ASU professors Hava Tirosh-Samuelson, of the School of Historical, Philosophical and Religious Studies, and Ben Hurlbut, of the School of Life Sciences, are the project directors.

For more information or to register, see csrc.asu.edu or email csrc@asu.edu.

Former NY Times, CNN journalists named Reynolds visiting professors


December 11, 2013

A former New York Times senior business correspondent and a former CNN Wall Street correspondent will be the Donald W. Reynolds Visiting Professors in Business Journalism for the spring semester at the Walter Cronkite School of Journalism and Mass Communication at Arizona State University.

Former Times airline and auto industry reporter Micheline Maynard and former CNN Wall Street correspondent Susan Lisovicz will serve as Reynolds visiting professors at the Cronkite School during the spring 2014 semester. Maynard was a Reynolds Visiting Business Journalism Professor at Central Michigan University last year, and Lisovicz has twice before been a Reynolds Visiting Business Journalism Professor at the Cronkite School.  Download Full Image

Maynard, a reporter and bureau chief for the Times until 2010, left to become senior editor of a two-year NPR grant project called “Changing Gears.” She recently launched a new crowd-funded journalism venture, “Curbing Cars: Rethinking How We Get Around,” examining why people are driving less and turning to different types of transportation. Curbing Cars is featured on the cover of the current issue of the Columbia Journalism Review. Maynard's e-book on the project's findings will be published in 2014.

“It's never been more important for prospective journalists to understand business,” Maynard said. “I'm excited to bring my expertise in transportation, urban topics and other economic subjects to Arizona State.”

Lisovicz was a correspondent for more than a decade at CNN, interviewing business leaders and providing daily Wall Street coverage. She previously worked as a correspondent for CNBC. She is a former president of the New York Financial Writers Association, and has also been an Asian Pacific Fellow, a Jefferson Fellow in Asia and a Radio Television Digital News Association Fellow in Europe. She received the President’s Medal from her alma mater, William Paterson University.

“The Reynolds Center does invaluable work for students and working pros alike in breaking down today's complex business news,” Lisovicz said.  “I'm thrilled to return to Reynolds and help teach a subject that is critically important and yet still so misunderstood.”

The school has two visiting business journalism professors during the spring 2014 semester because Andrew Leckey, president of the Reynolds Center and the Reynolds Endowed Chair in Business Journalism, will be teaching in Guangzhou, China as a Fulbright scholar at Sun Yat-sen University then.

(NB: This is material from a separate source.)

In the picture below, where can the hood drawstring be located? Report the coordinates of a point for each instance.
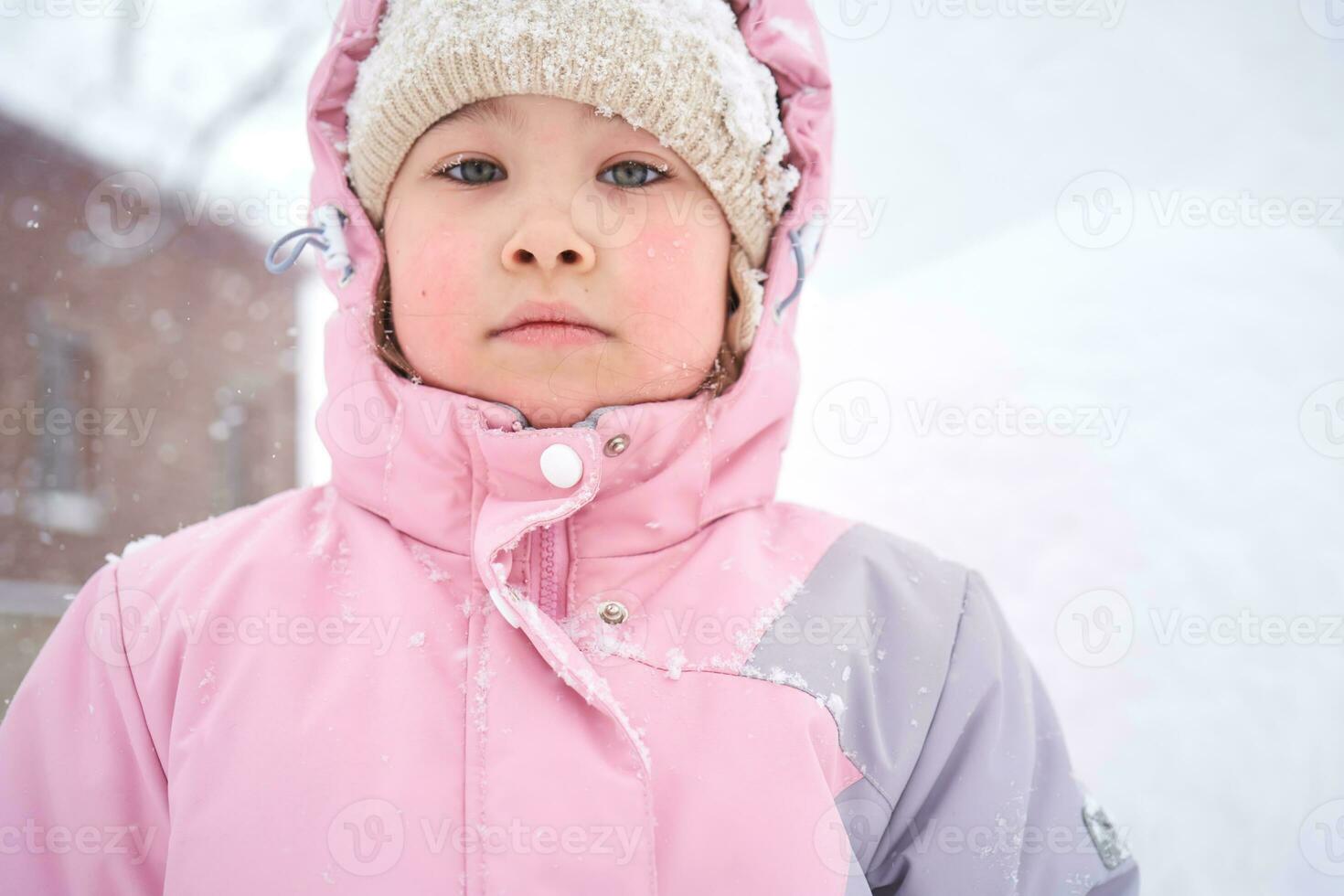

“Micheline Maynard and Susan Lisovicz have proven their ability to help journalism students better understand the world of money, and we’re delighted the school will benefit from their knowledge during the upcoming spring semester,” Leckey said. “I’ve gotten to know both of them and consider their outstanding professional careers, coupled with proven teaching ability, to be the optimum formula for student success.”

At the school, Maynard will teach the business issues and reporting courses in business journalism, while Lisovicz will teach broadcast-related business journalism courses. The positions are made possible by a grant from the Donald W. Reynolds Foundation. The foundation also supports the Donald W. Reynolds National Center for Business Journalism and the Donald W. Reynolds Endowed Chair in Business Journalism at the Cronkite School.

Former New York Times business reporter Leslie Wayne was the school’s inaugural Reynolds Visiting Professor in Business Journalism in 2010, followed by Lisovicz in 2011 and Sharon Bernstein, former business reporter and editor of the Los Angeles Times, in 2012. Lisovicz returned last year.

The Donald W. Reynolds Foundation is a national philanthropic organization founded in 1954 by the late media entrepreneur for whom it is named. Headquartered in Las Vegas, it has committed more than $115 million nationwide through its journalism program.